Travailleurs des champs, travailleurs des villes : sous le joug du capital

Εκτύπωση
mars 2024

La mobilisation des agriculteurs, en France et dans plusieurs pays d’Europe, est venue rappeler comment une large partie d’entre eux est victime de la jungle du marché capitaliste dans laquelle les gros dévorent les petits. Cette révolte des exploitants agricoles a été traitée par le gouvernement avec une bienveillance qui tranchait avec la fermeté affichée face aux luttes des travailleurs salariés ou à la répression menée contre les gilets jaunes.

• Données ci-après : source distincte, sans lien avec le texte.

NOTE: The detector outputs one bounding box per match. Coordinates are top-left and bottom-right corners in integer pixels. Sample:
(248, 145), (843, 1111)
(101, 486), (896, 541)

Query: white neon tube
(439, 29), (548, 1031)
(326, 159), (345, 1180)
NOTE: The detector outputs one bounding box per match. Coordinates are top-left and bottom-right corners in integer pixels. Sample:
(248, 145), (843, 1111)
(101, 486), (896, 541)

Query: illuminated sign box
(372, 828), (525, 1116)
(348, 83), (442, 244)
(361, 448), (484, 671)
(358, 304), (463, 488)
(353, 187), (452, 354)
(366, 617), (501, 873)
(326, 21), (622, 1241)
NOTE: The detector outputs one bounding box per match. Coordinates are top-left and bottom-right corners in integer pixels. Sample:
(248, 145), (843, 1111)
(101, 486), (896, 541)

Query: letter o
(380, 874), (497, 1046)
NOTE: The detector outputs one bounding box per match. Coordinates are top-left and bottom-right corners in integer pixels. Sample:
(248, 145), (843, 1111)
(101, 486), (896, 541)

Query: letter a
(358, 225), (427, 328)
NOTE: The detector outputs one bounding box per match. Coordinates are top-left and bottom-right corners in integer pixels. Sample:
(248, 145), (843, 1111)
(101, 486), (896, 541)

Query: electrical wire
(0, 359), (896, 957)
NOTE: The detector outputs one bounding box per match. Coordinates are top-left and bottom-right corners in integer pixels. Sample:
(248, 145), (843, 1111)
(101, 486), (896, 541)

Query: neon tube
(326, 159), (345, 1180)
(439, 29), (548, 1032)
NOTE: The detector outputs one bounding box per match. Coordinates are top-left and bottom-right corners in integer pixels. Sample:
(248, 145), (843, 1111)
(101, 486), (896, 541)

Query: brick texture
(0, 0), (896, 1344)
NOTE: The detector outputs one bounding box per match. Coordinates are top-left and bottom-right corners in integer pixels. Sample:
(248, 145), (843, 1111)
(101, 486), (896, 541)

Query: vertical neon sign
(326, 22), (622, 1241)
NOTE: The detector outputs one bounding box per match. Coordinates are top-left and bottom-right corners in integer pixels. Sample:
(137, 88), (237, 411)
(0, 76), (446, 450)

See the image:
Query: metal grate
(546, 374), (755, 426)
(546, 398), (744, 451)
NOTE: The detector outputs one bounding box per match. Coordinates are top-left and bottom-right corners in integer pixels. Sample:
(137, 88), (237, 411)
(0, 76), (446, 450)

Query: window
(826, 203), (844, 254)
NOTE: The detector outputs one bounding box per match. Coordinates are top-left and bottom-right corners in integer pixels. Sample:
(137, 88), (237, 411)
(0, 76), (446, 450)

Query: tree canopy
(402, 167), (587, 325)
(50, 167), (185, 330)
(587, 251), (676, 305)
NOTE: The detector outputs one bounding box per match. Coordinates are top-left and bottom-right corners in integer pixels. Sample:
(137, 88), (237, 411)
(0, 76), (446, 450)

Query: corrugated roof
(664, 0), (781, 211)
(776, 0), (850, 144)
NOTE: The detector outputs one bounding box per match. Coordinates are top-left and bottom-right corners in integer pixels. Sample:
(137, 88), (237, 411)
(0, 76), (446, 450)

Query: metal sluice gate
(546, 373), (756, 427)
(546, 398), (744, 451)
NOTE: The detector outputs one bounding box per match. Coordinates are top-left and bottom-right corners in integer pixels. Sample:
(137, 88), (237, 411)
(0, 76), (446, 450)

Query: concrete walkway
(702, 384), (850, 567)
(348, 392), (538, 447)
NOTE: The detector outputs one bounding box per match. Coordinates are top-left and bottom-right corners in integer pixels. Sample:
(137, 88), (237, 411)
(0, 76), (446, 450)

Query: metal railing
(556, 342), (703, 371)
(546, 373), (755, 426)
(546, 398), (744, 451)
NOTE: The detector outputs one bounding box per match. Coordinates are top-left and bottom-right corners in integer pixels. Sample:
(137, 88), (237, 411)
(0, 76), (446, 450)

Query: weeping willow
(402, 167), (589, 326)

Après deux semaines de barrages sur les autoroutes, sièges de préfectures, descentes dans les magasins de la grande distribution, encerclement des grandes villes, les agriculteurs ont forcé le gouvernement à débloquer 400 millions en subventions et exonérations diverses. Gabriel Attal s’est déplacé sur les barrages pour déclarer son amour aux agriculteurs et il a annoncé qu’il renonçait à augmenter le prix du GNR, le gasoil agricole. Sur TF1, le ministre de l’Intérieur, Gérald Darmanin, a pris des yeux de cocker pour déclarer : « On ne répond pas à la souffrance en envoyant les CRS. » Les ouvrières de Vertbaudet, expulsées de leur piquet de grève en mai dernier, ont dû apprécier. Le gouvernement a promis de revenir sur certaines contraintes écologiques, dont la mise en œuvre du plan Écophyto. Il a menacé de sanctions les industriels et la grande distribution qui abusent de leur position dominante, promettant de multiplier les contrôles sur l’application de la loi ­EGAlim, supposée garantir un juste prix aux producteurs. Macron a même promis de ne pas ratifier le traité de libre-échange du Mercosur négocié par l’Union européenne.

Ces promesses, si elles sont tenues, ne sauveront pas ceux des agriculteurs qui n’arrivent pas à vivre de leur travail, écrasés entre la faiblesse des prix de vente de leurs produits, imposés par l’agro-industrie, et leurs coûts de production plus ou moins incompressibles. Ce n’est pas en s’accrochant aux pesticides ou en rejetant les contrôles sanitaires que les petits agriculteurs assureront leur avenir et feront face au changement climatique ou aux épizooties. Quant aux 400 millions d’euros, ils finiront comme toujours dans les caisses des plus gros agriculteurs. Et si les industriels de l’agroalimentaire et la grande distribution relâchent un peu leur pression, cela ne durera qu’un temps.

Car, dans l’agriculture comme dans toutes les branches économiques, il y a des gros et des petits. Si les petits agriculteurs ont du mal à se verser un smic, malgré de lourdes semaines de travail, les gros sont de véritables capitalistes, à l’image d’Arnaud Rousseau, patron de la grande firme d’agroalimentaire Avril (Lesieur, Isio, Puget, etc.) et président du principal syndicat des exploitants agricoles, la FNSEA. Ceux-là participent à la fixation des prix sur le marché et se conduisent comme des financiers. Ils peuvent faire face aux crises et en profiter pour écraser les plus petits.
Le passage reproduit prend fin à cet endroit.